El gobierno afirma que el superávit de 2014 será igual al del año anterior. ¿En verdad? Cuesta creerlo, pues el superávit de 2013 contó con el resultado de la subasta de la concesión de exploración del petróleo en el pozo de Libra, que tiene hasta 15,000 millones de barriles recuperables de petróleo (15,000 millones de reales), y el adelanto incentivado a la Secretaría de Hacienda de 22,000 millones de reales adeudados por las empresas. Sumados esos recursos generan 37,000 millones de reales, que es el 0.8 por ciento del PIB, casi la mitad del superávit primario del año pasado (1.9 por ciento). ¿De dónde vendrán los ingresos extraordinarios en 2014? ¿Organizará el gobierno subastas del manto pre-salino, apoyándose en la ”maldita’’ ley anterior que no exige capitalización de Petrobrás y anticipa mayores recursos a la Tesorería? Sería la ironía suprema.

La única certeza es que la expansión del gasto público es creciente. En enero del año en curso (mes en el que generalmente los gastos se reducen en relación con diciembre del año anterior) hubo una expansión de 4,000 millones de reales. Es decir, lo que no se pagó en diciembre de 2013 se pagará en el año en curso. Si se hubiera pagado, el superávit hubiera sido solo de 1 por ciento, de los cuales, 0.8 provino de los ingresos extraordinarios.
La tendencia de ampliar el gasto viene de muy atrás. Y se acentuó en el gobierno de Rousseff. En 2013, el gasto alcanzó el 19 por ciento del PIB (era de 11 por ciento en 1990). El crecimiento del gasto como proporción del PIB en estos últimos tres años fue superior en más de dos veces al observado en mi segundo gobierno, cuando se instituyó el régimen de metas de inflación y responsabilidad fiscal, con metas de superávit primario y control del gasto público.

El gobierno actual alega que la deuda líquida no creció en ese periodo.

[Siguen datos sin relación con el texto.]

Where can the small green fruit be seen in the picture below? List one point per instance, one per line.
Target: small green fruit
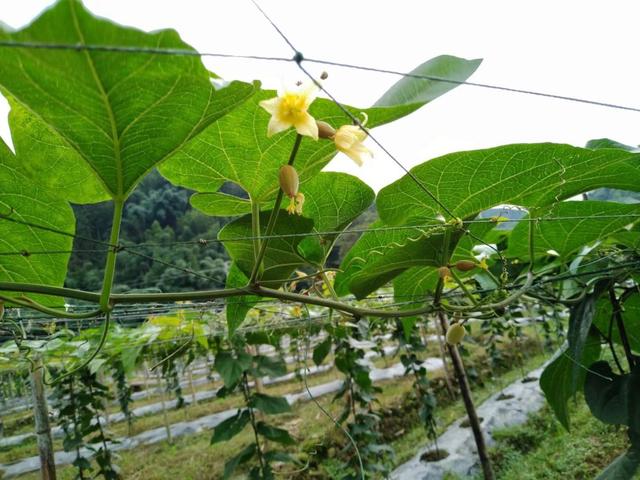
(465, 265)
(455, 333)
(289, 182)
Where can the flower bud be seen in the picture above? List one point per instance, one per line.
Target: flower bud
(289, 181)
(465, 265)
(455, 334)
(444, 272)
(325, 130)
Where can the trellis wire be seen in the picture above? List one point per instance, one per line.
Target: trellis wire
(203, 242)
(193, 53)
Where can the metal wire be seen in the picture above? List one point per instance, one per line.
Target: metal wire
(192, 53)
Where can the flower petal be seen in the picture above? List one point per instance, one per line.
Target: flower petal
(270, 105)
(276, 126)
(308, 127)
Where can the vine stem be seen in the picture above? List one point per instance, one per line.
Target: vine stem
(110, 265)
(465, 390)
(617, 314)
(273, 217)
(252, 418)
(255, 228)
(458, 368)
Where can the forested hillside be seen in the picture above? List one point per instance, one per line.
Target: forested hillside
(158, 215)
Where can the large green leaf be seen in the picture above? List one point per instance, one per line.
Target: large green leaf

Y que la deuda bruta, aunque haya aumentado, está bajo control. Y que, como proporción del PIB la deuda líquida no creció y la bruta, en comparación con la de algunos países desarrollados, aparentemente no debería de preocuparnos. Esto sería verdad de no ser por el ”pequeño detalle’’ de que el costo de nuestra deuda es mucho mayor. Basta un ejemplo: El año pasado, con una deuda bruta de 66 por ciento (según el Fondo Monetario Internacional) o de poco menos de 60 por ciento (según el gobierno), Brasil pagó 5.2 por ciento del PIB en intereses de la deuda. ¡La arruinada Grecia, con una deuda bruta de más de 170 por ciento del PIB, pagó 4 por ciento!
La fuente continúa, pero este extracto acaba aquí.